Taittiriya Upanishad Bhashya Vartika

by R. Balasubramanian | 151,292 words | ISBN-10: 8185208115 | ISBN-13: 9788185208114

The English translation of Sureshvara’s Taittiriya Vartika, which is a commentary on Shankara’s Bhashya on the Taittiriya Upanishad. Taittiriya Vartika contains a further explanation of the words of Shankara-Acharya, the famous commentator who wrote many texts belonging to Advaita-Vedanta. Sureshvaracharya was his direct disciple and lived in the 9...

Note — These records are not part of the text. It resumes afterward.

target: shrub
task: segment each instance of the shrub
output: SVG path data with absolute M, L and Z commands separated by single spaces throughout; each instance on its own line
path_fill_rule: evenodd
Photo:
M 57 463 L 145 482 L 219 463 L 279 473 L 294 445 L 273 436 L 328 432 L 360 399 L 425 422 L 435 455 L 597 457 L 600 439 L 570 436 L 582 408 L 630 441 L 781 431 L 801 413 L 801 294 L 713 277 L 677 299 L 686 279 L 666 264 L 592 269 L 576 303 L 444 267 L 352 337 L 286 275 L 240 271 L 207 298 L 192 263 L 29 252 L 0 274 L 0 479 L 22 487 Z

Sanskrit text and transliteration:

जाग्रद्वन्न यतः शब्दं सुषुप्ते वेत्ति कश्चन ।
ध्वस्तेऽतो वचसाऽज्ञाने ब्रह्मास्मीति भवेन्मतिः ॥ ६०५ ॥

jāgradvanna yataḥ śabdaṃ suṣupte vetti kaścana |
dhvaste'to vacasā'jñāne brahmāsmīti bhavenmatiḥ || 605 ||

English translation of verse 2.605:

For, in sleep no one grasps the word as one grasps it during the waking state. Hence, when ignorance is destroyed by (the cognition caused by) speech, there will arise the realization, “I am Brahman.”

Notes:

A person who is asleep is not conscious of the word uttered by others. So he does not remember the relation between the word and its meaning. Nevertheless, the word uttered by others has the desired effect in that it gives rise to knowledge in him and makes him get up from sleep. In the same way, though a person does not grasp the relation between the Upanishadic utterance and its meaning, the former reveals Brahman indirectly through lakṣaṇā. When avidyā is removed by the cognition generated by śabda, the person realizes that he is Brahman.